O primeiro contrato da Storm foi fechado com o Consulado Britânico do Rio de Janeiro e com a GOYN (Global Opportunity Youth Network), iniciativa que no Brasil se chama Juventudes Potentes e busca impulsionar a vida de jovens por meio da inclusão produtiva. Essas duas instituições patrocinam bolsas de estudos destinadas a um público atendido por ONGs.
A startup também tem parcerias com a Abrasel (Associação Brasileira de Bares e Restaurantes) e do Sindicato de Hotéis do Rio de Janeiro, que divulgam o curso de inglês para marcas e estabelecimentos associados; e a 1MiO (Um Milhão de Oportunidades), iniciativa da Unicef para gerar oportunidades para jovens — e que disponibiliza a capacitação da Storm a partir da oferta de bolsas.
Outro modelo de negócio da Storm é batizado de “branded education”. Marcos diz que bolou esse conceito a fim de atrair empresas para expor suas respectivas marcas dentro dos conteúdos das aulas.
Ele dá um exemplo hipotético:
“Uma operadora de telefonia móvel pode oferecer o curso gratuito para os clientes que compram seus pacotes de dados e, em algum tipo de conteúdo de vocabulário, podemos inserir imagens dos produtos da empresa, como por exemplo um celular”
Marcos conta que a Storm está costurando parcerias com agências para oferecer esse serviço a seus clientes, e também vem batendo na porta do departamento de marketing das empresas:
“Na prática, em vez de essa marca interromper conteúdos que você está consumindo no YouTube ou no Instagram, ela está trazendo brand content, só que te ajudando a melhorar como pessoa e numa plataforma que as marcas não chegam, o WhatsApp.”
Em breve, diz Marcos, a Storm vai lançar uma inteligência artificial que pode gerar conteúdos em voz e avaliar os áudios dos alunos. IA à parte, o empreendedor afirma que o tom continuará “humanizado”.
“Essa persona da Storm vai sempre incentivar os alunos porque afinal, a gente está falando com a base da sociedade, que sempre ouviu: ‘você não precisava estudar inglês, isso não é para você, você nunca vai morar fora…’, e por isso precisa de estímulos para seguir com o curso sem desanimar.”

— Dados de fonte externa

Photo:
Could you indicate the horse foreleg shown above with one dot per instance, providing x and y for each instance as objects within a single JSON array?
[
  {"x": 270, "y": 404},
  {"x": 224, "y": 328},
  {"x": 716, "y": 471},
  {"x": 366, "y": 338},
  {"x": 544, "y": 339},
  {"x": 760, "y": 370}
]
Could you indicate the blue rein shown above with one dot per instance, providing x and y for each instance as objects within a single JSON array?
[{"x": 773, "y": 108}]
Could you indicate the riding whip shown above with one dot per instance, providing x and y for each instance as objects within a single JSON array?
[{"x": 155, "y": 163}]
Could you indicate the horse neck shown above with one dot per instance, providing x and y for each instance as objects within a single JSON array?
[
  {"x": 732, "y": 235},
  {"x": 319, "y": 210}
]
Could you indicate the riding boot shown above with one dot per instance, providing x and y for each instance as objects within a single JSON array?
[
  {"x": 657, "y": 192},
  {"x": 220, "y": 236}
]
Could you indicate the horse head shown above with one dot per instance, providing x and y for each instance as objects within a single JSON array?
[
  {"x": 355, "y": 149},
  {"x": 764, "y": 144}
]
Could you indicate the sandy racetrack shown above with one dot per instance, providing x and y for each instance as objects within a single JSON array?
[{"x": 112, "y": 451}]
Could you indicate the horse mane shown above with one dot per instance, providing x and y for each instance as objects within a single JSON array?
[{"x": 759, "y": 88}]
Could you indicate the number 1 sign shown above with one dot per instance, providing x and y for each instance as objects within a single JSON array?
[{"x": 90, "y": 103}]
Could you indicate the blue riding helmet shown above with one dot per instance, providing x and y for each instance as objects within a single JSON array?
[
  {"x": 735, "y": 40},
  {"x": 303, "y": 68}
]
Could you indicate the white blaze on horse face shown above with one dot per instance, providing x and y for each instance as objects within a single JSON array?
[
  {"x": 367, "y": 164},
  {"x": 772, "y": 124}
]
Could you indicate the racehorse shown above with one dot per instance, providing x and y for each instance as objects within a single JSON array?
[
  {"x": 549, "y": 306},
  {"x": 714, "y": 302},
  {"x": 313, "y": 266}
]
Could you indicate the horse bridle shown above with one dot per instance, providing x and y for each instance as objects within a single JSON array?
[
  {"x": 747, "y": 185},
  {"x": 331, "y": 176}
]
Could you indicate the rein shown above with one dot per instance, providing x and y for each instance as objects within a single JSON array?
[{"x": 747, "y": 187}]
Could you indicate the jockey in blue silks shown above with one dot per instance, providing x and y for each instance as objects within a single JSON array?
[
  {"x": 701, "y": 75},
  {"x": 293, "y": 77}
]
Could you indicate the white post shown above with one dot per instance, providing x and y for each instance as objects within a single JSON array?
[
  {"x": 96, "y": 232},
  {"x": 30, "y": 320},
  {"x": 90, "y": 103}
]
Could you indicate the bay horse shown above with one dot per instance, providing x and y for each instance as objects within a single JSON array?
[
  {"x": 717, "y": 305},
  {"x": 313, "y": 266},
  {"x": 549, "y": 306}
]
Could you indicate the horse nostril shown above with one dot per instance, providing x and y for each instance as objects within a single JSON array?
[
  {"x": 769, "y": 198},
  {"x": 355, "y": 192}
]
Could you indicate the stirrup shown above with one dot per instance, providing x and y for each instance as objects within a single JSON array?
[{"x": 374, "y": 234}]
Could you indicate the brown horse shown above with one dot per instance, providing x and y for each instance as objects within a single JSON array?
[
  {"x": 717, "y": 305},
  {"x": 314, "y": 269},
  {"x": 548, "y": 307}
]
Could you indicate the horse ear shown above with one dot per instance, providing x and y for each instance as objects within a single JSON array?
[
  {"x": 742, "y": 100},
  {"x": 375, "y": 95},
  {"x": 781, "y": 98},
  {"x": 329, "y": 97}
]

De olho na COP 30, que deverá atrair cerca de 50 mil estrangeiros à capital do Pará, Marcos diz que vem “fazendo uma triangulação” com a prefeitura e algumas empresas, que patrocinariam bolsas a serem distribuídas para os interessados, ajudando assim a capacitar a mão de obra local no domínio do inglês:
“Estamos trabalhando com a prefeitura para levar, até novembro, inglês para motoristas de aplicativos, profissionais de aeroporto, restaurantes e hotéis… Nossa expectativa é atender entre 5 mil a 10 mil pessoas, garantindo que a experiência de todo mundo no evento seja melhor — e que a COP deixe um legado para a cidade”
Olhando mais adiante, e pensando em formas de impactar mais gente, a longo prazo o empreendedor quer ampliar o foco para abranger o ensino de outros conteúdos:
“A gente diz que a Storm leva educação de impacto, o que significa entregar na mão das pessoas conteúdos que vão gerar um impacto automático nas suas vidas. Então, se te ensino inglês agora, isso pode melhorar a tua carreira muito rapidamente. E a gente acredita que essa mesma lógica vale para educação financeira e tecnologia — duas frentes em que a gente pretende atuar.”